Consider a subset $\mathcal{J}^*$ of $\left\{ {1,2,...,m} \right\}$ such that each element in $\mathcal{J}^*$ divides $m$ and $k'$ divides $k$ for all $k,k' \in \mathcal{J}^*$, $k' \le k$.
Let us denote by $\mathcal{S}_k$ ($k=1,2,...,m$) a subgroup of cardinality $2^k$ of the additive group of $\rm GF$($q$).
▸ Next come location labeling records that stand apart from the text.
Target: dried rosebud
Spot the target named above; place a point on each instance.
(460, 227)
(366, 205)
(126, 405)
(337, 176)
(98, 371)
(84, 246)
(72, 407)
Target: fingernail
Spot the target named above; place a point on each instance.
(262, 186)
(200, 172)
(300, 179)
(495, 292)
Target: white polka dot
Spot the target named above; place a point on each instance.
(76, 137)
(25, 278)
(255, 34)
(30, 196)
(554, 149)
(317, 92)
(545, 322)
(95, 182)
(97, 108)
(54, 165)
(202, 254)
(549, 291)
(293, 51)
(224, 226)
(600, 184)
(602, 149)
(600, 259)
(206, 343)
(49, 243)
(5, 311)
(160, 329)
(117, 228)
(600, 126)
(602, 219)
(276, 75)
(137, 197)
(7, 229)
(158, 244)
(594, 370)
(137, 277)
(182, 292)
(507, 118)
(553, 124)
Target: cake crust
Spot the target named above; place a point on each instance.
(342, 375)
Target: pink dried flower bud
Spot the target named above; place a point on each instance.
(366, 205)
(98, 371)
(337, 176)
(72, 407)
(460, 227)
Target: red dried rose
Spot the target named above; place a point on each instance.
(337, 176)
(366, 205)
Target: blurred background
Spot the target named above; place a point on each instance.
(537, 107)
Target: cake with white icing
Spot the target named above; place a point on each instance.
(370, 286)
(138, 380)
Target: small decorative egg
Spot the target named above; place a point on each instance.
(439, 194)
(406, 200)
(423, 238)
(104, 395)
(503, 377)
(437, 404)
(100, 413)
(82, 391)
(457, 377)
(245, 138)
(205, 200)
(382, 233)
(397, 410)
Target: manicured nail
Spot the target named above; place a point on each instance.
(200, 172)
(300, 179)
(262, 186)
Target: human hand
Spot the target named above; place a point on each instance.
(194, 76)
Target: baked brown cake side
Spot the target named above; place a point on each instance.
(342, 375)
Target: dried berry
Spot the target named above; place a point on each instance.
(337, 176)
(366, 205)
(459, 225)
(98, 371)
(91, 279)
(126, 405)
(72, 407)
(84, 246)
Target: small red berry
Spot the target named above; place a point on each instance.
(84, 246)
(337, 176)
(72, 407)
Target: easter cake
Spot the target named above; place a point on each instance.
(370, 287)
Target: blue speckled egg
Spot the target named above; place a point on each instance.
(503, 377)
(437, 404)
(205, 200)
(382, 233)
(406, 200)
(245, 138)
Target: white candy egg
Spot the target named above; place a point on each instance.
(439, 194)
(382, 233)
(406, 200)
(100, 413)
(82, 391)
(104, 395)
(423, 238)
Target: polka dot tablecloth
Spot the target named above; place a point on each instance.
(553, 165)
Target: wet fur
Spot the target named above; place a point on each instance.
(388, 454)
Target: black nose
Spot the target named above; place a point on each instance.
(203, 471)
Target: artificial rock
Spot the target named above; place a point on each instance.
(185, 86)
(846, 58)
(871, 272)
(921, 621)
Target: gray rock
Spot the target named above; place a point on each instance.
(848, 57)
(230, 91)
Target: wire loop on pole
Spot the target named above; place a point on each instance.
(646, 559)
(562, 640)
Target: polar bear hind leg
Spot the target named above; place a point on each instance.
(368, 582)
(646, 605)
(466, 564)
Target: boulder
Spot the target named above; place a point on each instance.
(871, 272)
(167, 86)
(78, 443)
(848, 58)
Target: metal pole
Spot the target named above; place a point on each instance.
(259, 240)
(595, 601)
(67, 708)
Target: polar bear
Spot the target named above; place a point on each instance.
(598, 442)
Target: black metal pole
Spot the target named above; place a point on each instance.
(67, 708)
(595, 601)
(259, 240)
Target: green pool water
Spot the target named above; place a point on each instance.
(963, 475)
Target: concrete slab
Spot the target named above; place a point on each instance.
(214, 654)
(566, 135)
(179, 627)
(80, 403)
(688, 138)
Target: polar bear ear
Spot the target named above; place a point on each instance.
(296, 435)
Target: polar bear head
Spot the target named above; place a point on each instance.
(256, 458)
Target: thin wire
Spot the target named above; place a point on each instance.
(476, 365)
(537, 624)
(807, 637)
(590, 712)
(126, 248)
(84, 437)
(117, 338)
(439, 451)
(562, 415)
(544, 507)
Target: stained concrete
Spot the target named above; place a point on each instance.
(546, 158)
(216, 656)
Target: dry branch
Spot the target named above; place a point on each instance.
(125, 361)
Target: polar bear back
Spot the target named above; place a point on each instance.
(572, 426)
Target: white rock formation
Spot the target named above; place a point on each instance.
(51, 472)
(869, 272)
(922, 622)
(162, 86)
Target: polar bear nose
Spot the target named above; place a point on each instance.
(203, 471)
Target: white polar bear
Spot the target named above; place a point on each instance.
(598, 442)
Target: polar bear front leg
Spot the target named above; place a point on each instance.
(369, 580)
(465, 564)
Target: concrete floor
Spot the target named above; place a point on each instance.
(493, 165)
We choose $\mathcal{S}_k$ as the unique subfield of cardinality $2^k$ (which is in particular a subgroup) if $k \in \mathcal{J}^*$. For the remaining values of $k$, we choose subgroups.
As an example, if GF($64$) then $\mathcal{S}_1$, $\mathcal{S}_3$ or $\mathcal{S}_1$ and $\mathcal{S}_2$ are valid choices for subfields.
Is there a choice of subgroups among $\mathcal{S}_k$ (i.e., apart from the choice of subfields indexed in $\mathcal{J}^*$) such that $\mathcal{S}_1 \subset \mathcal{S}_2 \subset .... \subset \mathcal{S}_m = {\rm GF}(q)$?
To summarize the comments, the answer is yes, there is such choice of subgroups. The idea is to consider the subfields as subspaces and then to extend the bases (as pointed out by J. Lahtonen).